O Kelime-i Tayyibe lisânından câri olarak, "Lâilâheillallah", "Allah Allah" diyerek ölmek var, bir de Azrâil'den kaçmak var. Hangisini istiyorsun?
Hepimizin başına gelecek. Efendiler! Gençler! Yaşlılar! Benimle yaşdaşlar! Bundan kurtuluş yok. Bırakın bu kafayı! Allah'a karşı isyândan bir şey çıkmaz.
Kasadaki paralara sâhib olamazsın, hesâbını senden sorarlar. Vârislerin yer, hesâbı senden sorulur.
İbâdet ve taat sâhibi ol. Sen bakma insan şeytanlarına. Onlara tâbi olma sakın ha! Onlar şeyh sûretinde, hoca sûretinde, hacı sûretinde görünebilirler. "Ne varmış namazda, ne varmış zekâtda. Kalbin temiz olsun, kıçın semiz olsun" filan, sonra yevm-i kıyâmetde bunlar hiç bir fayda vermez.
Kabirden içeriye girer girmez sorulur, "Bu zât hakkındaki malûmatın nedir?". Bu zât, bu zât, kim o zât-ı âlî-kadir, kim biliyor musun? Rahmeten-lil-âlemîn Muhammed Mustafâ. Evvelâ ondan sorarlar. Namazını kılıp, amellerini ihlâs ile yapdınsa bülbüller gibi cevap verirsin, "Nasıl tanımam.

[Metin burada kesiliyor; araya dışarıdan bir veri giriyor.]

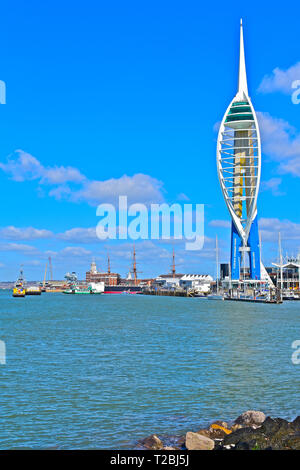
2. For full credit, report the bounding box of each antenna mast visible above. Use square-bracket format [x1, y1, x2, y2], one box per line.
[171, 247, 176, 279]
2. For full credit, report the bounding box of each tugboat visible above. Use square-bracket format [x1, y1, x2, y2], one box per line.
[12, 267, 26, 298]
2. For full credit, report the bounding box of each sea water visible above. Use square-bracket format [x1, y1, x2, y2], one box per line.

Allah'ın mahbûbu, habîbi, Muhammed'i, rahmeten-lil-âlemîn, Muhammed Mustafâ".
İşte Kur`ân O'na nâzil olmuşdu, beş vakit namaz O'nun ümmetine farz olmuşdu, Ramazan orucu O'nun ümmetine farz olmuşdu, Kur`ân O'na nâzil olmuşdu, cennet O'na vaad olunmuşdu, cennet O'nun dostları için hazırlandı, cehennem O'nun düşmanları için hazırlandı. Muhammed Mustafâ, sallallahu aleyhi vesellem.